To animal activists throughout the country, Saturday’s announcement that the Ringling Bros. and Barnum & Bailey circus would hold its last performance in May was cause for celebration.

To all the animals still held captive by the company that runs the circus, however, serious questions remain regarding their future well-being.

The Humane Party, the first American political party committed to rights for all animals—not just the human kind—applauds the decision to shut down any enterprise that causes suffering to sentient beings.  It also calls for all victims of the Ringling Bros. and Barnum & Bailey circus to be given immediate and permanent sanctuary.

The ending of the once popular yet increasingly controversial circus comes less than a year after elephants were removed from all performances following pressure from animal rights groups and allegations of animal abuse.

The Associated Press reported that other non-human animals still being used by the circus, including lions, tigers, camels, donkeys, alpacas, kangaroos and llamas, would go to “suitable homes” following the final performances.  No details were provided.

“Ticket sales have been declining, but following the transition of the elephants off the road, we saw an even more dramatic drop,” wrote Kenneth Feld, chairman and CEO of Feld Entertainment, the producer of Ringling Bros. and Barnum & Bailey.

After gaining freedom from the long train rides and forced performances across the country in 2016, the remaining elephants from the circus were moved to a somewhat dubious facility founded in 1995 by the same company that forced them into captivity in the first place.

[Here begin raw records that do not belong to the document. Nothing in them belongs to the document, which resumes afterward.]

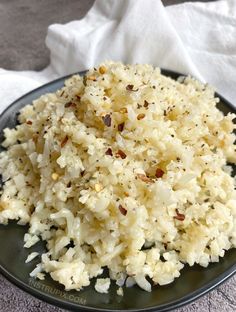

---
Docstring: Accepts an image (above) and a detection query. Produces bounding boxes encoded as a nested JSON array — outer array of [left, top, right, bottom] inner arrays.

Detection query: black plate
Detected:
[[0, 70, 236, 311]]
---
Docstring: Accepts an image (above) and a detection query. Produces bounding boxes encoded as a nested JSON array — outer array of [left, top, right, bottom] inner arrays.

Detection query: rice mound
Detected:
[[0, 62, 236, 295]]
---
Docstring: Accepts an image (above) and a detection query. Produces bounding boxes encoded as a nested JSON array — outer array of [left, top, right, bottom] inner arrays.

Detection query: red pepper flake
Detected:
[[174, 209, 185, 221], [155, 168, 165, 178], [118, 122, 125, 132], [105, 147, 113, 156], [137, 114, 145, 120], [119, 205, 127, 216], [116, 150, 126, 159], [61, 135, 69, 147], [102, 114, 111, 127], [126, 85, 138, 92], [65, 102, 76, 108], [137, 173, 154, 183]]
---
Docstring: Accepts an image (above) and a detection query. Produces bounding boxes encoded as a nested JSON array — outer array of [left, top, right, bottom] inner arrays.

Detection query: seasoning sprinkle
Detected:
[[65, 102, 76, 108], [105, 147, 113, 156], [118, 205, 127, 216], [98, 65, 107, 75], [80, 170, 85, 177], [61, 135, 69, 147], [118, 122, 125, 132], [51, 172, 59, 181], [126, 85, 138, 92], [94, 183, 103, 193], [155, 168, 165, 178], [116, 150, 127, 159], [174, 209, 185, 221], [137, 173, 154, 183], [137, 114, 145, 120], [102, 114, 111, 127], [87, 76, 97, 81], [120, 107, 127, 114]]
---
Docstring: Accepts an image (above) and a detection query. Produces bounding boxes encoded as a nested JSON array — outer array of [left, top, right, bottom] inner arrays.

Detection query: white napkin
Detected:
[[0, 0, 236, 112]]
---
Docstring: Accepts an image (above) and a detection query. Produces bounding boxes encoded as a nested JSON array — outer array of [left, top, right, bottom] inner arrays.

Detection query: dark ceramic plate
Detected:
[[0, 71, 236, 311]]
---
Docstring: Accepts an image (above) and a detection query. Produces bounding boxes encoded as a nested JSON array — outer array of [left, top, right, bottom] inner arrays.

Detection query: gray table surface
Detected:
[[0, 0, 236, 312]]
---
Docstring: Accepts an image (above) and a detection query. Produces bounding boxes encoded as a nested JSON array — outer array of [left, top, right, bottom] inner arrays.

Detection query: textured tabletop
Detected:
[[0, 0, 236, 312]]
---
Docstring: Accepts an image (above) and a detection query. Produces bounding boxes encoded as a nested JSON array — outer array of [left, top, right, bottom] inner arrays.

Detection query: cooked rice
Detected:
[[0, 62, 236, 295]]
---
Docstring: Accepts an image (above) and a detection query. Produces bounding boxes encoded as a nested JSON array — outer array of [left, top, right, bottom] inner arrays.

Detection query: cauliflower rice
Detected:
[[0, 62, 236, 295]]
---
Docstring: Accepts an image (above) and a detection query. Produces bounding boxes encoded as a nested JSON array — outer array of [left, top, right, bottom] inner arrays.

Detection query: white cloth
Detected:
[[0, 0, 236, 112]]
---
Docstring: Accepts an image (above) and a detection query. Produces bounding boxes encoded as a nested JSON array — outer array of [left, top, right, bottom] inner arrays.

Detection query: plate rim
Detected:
[[0, 68, 236, 312]]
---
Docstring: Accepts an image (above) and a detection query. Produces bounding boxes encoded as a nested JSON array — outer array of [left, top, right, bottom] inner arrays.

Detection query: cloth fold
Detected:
[[0, 0, 236, 112]]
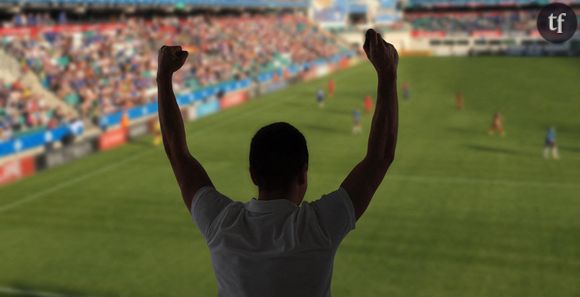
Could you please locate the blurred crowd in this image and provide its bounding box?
[0,14,342,142]
[0,79,65,142]
[405,10,537,33]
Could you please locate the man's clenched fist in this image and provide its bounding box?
[363,29,399,80]
[157,45,187,74]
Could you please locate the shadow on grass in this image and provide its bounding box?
[0,284,116,297]
[465,144,524,155]
[558,145,580,153]
[447,127,485,135]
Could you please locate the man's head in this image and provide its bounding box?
[250,122,308,202]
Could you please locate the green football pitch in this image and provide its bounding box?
[0,57,580,297]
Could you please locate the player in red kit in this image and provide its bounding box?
[328,79,334,97]
[364,95,373,113]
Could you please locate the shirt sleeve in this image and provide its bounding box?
[312,188,356,246]
[191,186,232,240]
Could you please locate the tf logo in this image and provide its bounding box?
[537,3,578,43]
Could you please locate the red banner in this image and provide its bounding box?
[220,91,248,109]
[411,30,445,38]
[0,157,36,185]
[471,30,502,37]
[99,129,127,151]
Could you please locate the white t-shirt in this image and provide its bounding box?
[191,187,355,297]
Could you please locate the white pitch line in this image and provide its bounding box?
[386,174,580,188]
[0,286,103,297]
[0,96,295,213]
[0,151,149,213]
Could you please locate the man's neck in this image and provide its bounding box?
[258,189,299,205]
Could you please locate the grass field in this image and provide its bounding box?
[0,58,580,297]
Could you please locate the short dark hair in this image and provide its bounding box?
[250,122,308,190]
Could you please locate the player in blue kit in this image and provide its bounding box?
[544,127,560,160]
[316,89,324,108]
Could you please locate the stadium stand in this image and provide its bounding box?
[407,0,580,8]
[0,79,65,141]
[0,13,348,162]
[405,10,537,33]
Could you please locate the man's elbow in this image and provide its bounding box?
[365,153,395,171]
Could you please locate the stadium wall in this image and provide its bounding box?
[0,52,358,186]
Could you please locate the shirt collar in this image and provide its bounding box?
[246,198,298,212]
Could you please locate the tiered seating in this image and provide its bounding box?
[3,14,342,140]
[405,10,536,33]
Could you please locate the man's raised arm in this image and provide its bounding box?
[157,46,213,211]
[341,29,399,220]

The Center for Elephant Conservation in Polk City, Florida, continues the tradition of animal exploitation.  It proudly states that it uses blood collected from its captive elephants for pediatric cancer research studies.

“Their slavery has only changed from traveling in a show to being used for medical research,” Former Humane Party CEO Robin Miller wrote Monday.  “At least people saw and could report abuse [in the circus].  Now, it is all in secret.”

In addition to using the elephants for cancer research and a variety of artificial insemination procedures, employees from the center were shown in a 2016 video by The Washington Post using ropes, chains and bullhooks to control the movement of these extremely sensitive and intelligent animals.

“The training is going to continue.  Probably it’ll have to even, almost, on some levels, be more, ‘cause, ya know, we don’t know what we want from ‘em, so you have to be ready for anything,” Animal Stewardship Manager Trudy Williams said in the video.  “To me, a well-trained animal has a lot more freedom than one that isn’t very well-trained.”

By comparison, Tennessee’s Elephant Sanctuary currently houses 11 elephants rescued from zoos and circuses.  One of only two sanctuaries certified by the Global Federation of Animal Sanctuaries, it does not breed captive elephants or use bullhooks or dominance training.

PETA, the largest animal rights organization in the world, posted a message on its website declaring the circus closure a “victory” after 36 years of protests.

“All other animal circuses, roadside zoos, and wild animal exhibitors, including marine amusement parks like SeaWorld and the Miami Seaquarium, must take note: society has changed, eyes have been opened, people know now who these animals are, and we know it is wrong to capture and exploit them,” the organization wrote Saturday.